Joannes Vermorel: Sì, ma ancora una volta, la Francia gioca a questi giochi da decenni. È sempre lo stesso schema. Giustificano il fatto di avere investitori privati, ma la realtà è che verranno concesse agevolazioni come sgravi fiscali o tante altre cose. Quindi il costo è reale e sarà fortemente concentrato sui contribuenti. Ciò che è interessante è che il motivo per cui questi progetti falliscono è che è estremamente difficile impiegare grandi somme di denaro in modo efficiente. O quei progetti sarebbero già accaduti, quindi qui si tratta semplicemente di un annuncio. Prendi un’azienda che avrebbe già investito e proclama quell’investimento come parte della tua grande strategia per il tuo paese. Ma se doveva già accadere comunque, perché hai bisogno di mettere questo investimento in un panaro e dire: “Oh, è il nostro investimento strategico”?

La realtà è che solitamente si finisce in contesti molto burocratici con consorzi in cui ci sono tante aziende che si uniscono. Basta guardare a ciò che generalmente ha successo sul mercato. Quello che vediamo è che quasi invariabilmente non sono consorzi. L’iPhone è un grande successo, ma non è stato il prodotto di una collaborazione con Google, Facebook e chiunque altro. È stato un grande successo, ma non è stato una sorta di consorzio.
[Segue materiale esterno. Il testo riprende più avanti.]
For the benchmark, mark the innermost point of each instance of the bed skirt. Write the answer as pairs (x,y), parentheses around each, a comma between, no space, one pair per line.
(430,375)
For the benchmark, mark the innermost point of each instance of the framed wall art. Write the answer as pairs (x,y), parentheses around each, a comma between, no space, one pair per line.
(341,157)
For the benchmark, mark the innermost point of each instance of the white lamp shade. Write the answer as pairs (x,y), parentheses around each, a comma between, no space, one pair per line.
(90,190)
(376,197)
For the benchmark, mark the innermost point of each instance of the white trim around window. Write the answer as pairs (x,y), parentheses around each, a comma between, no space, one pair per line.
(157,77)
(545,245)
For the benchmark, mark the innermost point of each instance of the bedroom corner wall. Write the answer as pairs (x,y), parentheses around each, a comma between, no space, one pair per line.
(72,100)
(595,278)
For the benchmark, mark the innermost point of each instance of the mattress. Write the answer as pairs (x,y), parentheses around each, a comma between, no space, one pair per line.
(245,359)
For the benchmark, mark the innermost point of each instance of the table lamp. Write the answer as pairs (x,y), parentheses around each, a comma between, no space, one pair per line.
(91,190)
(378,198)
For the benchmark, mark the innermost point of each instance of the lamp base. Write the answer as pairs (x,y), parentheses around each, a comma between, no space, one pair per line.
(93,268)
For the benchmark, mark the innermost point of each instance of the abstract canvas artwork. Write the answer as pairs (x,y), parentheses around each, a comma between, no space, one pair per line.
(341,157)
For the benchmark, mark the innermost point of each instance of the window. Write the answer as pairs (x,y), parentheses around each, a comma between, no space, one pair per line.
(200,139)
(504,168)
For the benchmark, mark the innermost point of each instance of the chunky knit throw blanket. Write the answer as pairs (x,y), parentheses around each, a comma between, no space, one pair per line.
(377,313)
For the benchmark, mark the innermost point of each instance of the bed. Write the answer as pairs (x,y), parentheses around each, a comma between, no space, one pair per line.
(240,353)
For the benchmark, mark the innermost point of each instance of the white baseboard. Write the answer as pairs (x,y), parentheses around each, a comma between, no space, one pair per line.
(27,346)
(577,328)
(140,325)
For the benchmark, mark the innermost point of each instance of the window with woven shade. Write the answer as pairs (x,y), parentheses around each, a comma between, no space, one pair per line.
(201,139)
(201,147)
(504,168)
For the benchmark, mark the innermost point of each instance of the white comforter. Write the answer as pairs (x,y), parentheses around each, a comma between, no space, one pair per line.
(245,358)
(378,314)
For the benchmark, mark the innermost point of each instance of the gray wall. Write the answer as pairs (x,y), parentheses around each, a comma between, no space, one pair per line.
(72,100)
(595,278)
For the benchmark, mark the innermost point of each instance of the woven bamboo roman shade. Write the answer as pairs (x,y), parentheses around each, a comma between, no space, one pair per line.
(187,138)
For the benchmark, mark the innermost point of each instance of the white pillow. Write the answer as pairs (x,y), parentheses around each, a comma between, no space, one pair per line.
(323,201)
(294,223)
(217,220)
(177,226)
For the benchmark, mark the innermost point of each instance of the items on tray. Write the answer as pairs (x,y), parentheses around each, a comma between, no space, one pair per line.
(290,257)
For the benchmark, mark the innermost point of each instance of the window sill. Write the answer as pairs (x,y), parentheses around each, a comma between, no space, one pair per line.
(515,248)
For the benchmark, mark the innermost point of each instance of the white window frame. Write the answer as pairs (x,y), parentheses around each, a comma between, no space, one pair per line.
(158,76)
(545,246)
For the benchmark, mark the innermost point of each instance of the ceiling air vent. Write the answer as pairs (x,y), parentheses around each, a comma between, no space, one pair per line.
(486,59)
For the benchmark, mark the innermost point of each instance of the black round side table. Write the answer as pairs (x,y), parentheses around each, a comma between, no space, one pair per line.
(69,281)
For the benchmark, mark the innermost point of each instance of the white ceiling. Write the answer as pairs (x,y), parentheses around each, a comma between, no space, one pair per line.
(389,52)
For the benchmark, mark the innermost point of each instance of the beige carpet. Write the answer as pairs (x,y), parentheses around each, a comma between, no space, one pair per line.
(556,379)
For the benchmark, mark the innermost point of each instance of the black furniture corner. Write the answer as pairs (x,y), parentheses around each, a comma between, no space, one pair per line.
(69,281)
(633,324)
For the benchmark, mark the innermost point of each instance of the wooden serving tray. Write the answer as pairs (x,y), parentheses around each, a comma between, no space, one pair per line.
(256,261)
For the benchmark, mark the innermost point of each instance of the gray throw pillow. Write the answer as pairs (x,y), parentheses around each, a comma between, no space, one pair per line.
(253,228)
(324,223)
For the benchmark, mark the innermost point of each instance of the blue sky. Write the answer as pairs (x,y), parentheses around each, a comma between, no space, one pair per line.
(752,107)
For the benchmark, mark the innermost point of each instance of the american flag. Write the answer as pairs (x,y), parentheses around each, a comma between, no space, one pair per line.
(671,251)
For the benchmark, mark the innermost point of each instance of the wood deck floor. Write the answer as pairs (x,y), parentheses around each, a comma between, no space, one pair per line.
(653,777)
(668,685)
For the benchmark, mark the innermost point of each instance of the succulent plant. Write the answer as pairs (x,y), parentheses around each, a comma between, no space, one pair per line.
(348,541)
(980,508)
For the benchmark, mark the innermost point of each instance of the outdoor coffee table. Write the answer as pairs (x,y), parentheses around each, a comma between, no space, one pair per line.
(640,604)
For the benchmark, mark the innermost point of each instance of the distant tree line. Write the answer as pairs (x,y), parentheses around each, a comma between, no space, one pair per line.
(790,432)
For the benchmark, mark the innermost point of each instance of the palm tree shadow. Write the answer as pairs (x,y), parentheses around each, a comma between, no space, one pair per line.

Lo stesso vale per OpenAI; ha ottenuto un enorme successo con ChatGPT, ma ChatGPT non è stato il prodotto di un consorzio. La lista continua. In generale, quando osservo questi schemi, “État stratège” è un gioco praticato da decenni, più precisamente per circa mezzo secolo in Francia. Si prende la buzzword del giorno, poi ci si riunisce attorno al tavolo con nomi influenti e grandi aziende. Si aggiungono tonnellate di denaro pubblico per giustificare il fatto che le aziende private realizzeranno i loro profitti. Si concedono molte agevolazioni, sgravi fiscali e così via. Si finisce con un gioco altamente asimmetrico, perché la realtà è che i fondi promessi dall’amministrazione si materializzeranno molto frequentemente, mentre i partecipanti privati si ritireranno.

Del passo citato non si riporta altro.